Now if we can just keep it a safe ride.
Editorial: Time to require civility on Regional Transit trains and buses
Published 12:00 am PDT Thursday, April 24, 2008
A Sacramento resident who describes himself as "an older person" e-mailed The Bee recently to explain how lack of security on Regional Transit light rail trains led him to give up the continuing education class he attended at Sacramento City College. He rode light rail to class. "During my rides," he told The Bee, "I encountered spaced out drug addicts, boisterous gangs of youths, ticketless riders, fresh vomit and an overall lack of security presence that became unnerving." (The letter is reprinted here.)
Is that one person's experience typical? Sadly, a 2006 survey of RT riders suggests that it may be. Regular light-rail riders who responded to the survey cited "lack of security" as their No. 1 concern. District crime statistics tend to validate their concerns. RT says passengers reported 31 felonies and 23 misdemeanors committed in March aboard trains, buses or at light-rail stations and bus stops. In addition, there were 1,700 infractions reported, almost all of them fare evasions.
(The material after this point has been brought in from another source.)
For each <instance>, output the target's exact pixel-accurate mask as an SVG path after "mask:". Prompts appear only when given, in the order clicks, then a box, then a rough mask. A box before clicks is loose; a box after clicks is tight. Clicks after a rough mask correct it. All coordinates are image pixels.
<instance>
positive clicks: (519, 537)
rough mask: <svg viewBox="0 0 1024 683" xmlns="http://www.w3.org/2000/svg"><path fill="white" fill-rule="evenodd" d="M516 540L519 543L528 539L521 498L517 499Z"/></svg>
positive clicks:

To help Regional Transit deal with unruly and criminal behavior aboard buses and trains, Sen. Darrell Steinberg introduced Senate Bill 1561, a measure that would give transit districts the authority to bar misbehaving passengers from buses and trains for up to one year. Similar laws in Washington and Oregon have helped make transit safer. But even before it reached its first hearing, Steinberg's bill ran into opposition from civil libertarians, who feared it would be used by transit districts to target the mentally ill or homeless.